Los niveles de estrés de ciertos trabajos parecen tener influencia en que los trabajadores no duerman lo suficiente.

Sí, cuando hablamos de trabajos por turnos lo primero en que pensamos es en personas que duermen fuera de casa varias noches a la semana, o que no duermen en las noches por la cantidad de trabajo en su guardia, como los médicos, enfermeras, bomberos, policías e incluso los que atienden sitios de esparcimiento a estas horas.

Meses atrás un estudio reveló que las enfermeras, además de presentar altos niveles de sueño insuficiente, también son vulnerables a trastornos como apnea obstructiva del sueño, por ejemplo.

El motivo exacto del vínculo entre ciertos campos de trabajo y la privación del sueño sigue siendo desconocido.

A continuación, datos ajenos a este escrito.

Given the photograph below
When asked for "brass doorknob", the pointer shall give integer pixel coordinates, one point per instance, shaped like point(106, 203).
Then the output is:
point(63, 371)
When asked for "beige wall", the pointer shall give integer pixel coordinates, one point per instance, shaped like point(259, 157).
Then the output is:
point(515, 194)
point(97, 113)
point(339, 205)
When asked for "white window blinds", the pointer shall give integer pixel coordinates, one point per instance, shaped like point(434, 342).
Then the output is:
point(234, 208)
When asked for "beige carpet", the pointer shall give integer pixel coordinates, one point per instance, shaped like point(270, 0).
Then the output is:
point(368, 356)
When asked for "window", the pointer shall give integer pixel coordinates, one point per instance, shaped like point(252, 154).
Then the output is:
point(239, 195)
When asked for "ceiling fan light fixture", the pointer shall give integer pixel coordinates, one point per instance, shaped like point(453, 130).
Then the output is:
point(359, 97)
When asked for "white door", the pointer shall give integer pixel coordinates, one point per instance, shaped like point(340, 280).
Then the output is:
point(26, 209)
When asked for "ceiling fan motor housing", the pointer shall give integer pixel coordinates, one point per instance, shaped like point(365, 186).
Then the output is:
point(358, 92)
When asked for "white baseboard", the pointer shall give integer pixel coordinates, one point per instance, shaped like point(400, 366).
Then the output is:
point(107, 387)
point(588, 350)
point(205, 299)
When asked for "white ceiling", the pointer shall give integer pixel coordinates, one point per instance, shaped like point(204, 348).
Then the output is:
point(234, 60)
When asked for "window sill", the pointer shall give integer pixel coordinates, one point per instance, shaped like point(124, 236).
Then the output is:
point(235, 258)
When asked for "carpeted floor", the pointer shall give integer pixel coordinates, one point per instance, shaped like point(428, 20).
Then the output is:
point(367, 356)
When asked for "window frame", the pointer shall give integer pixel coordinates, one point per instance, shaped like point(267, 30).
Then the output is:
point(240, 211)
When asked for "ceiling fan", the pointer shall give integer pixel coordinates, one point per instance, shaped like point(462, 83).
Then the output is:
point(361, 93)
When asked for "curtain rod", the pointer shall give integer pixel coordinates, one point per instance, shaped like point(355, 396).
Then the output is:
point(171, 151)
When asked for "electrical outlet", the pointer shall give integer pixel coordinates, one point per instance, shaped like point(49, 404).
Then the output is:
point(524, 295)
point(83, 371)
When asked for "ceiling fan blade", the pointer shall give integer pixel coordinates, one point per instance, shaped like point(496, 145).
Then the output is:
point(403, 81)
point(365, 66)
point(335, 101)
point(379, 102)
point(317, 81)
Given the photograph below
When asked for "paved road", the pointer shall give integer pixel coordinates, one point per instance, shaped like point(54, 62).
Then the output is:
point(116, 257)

Sin embargo, los investigadores sugieren que el estrés puede estar involucrado. Las personas de alto estrés tienen más probabilidades de arrastrarlo a su casa también, y como bien sabemos, esto afecta el ritmo de sueño.

“Si usted es un oficial de policía que acaba de tener un encuentro de disparos, es difícil para el cerebro sentirse descansado, y si ese estado no se logra, no se duerme”, explicó el investigador Jagdish Khubchandani en una entrevista con NPR.

¿Cómo mejorar los hábitos de sueño?

El problema es que dormir mal, o dormir poco, tiene sus consecuencias, y por lo general son negativas. Los adultos que no duermen lo suficiente tienen un mayor riesgo de desarrollar problemas de salud tanto física como mental. Entre los físicos, obesidad, enfermedades cardíacas, diabetes y ansiedad, mientras que a nivel mental figuran irritabilidad, ansiedad y depresión.

Para cambiar esto, Khubchandani recomienda aplicar cambios importantes al estilo de vida que se tenga: una dieta saludable, ejercicio físico y meditación, por ejemplo. Aunque dado el contexto de este problema de insuficiencia de sueño no solo recae sobre los empleados, sino también sobre los empleadores, que también deberían abordar el estrés en el lugar de trabajo.

“Los empleadores que están dispuestos a ayudar a los empleados a desarrollar tiempos de sueño adecuados pueden aumentar la probabilidad de productividad en el lugar de trabajo, reducir los costos de atención médica de los empleados y mejorar la seguridad y la salud en el lugar de trabajo”.

Dicho esto, no queda más que recordar que aunque nuestro trabajo es importante, no solo porque nos provee los ingresos para nuestra inclusión en sociedad, sino también porque nos apasiona, debemos recordar que es necesario ser equilibrados. Trabajamos para vivir, no vivimos para trabajar.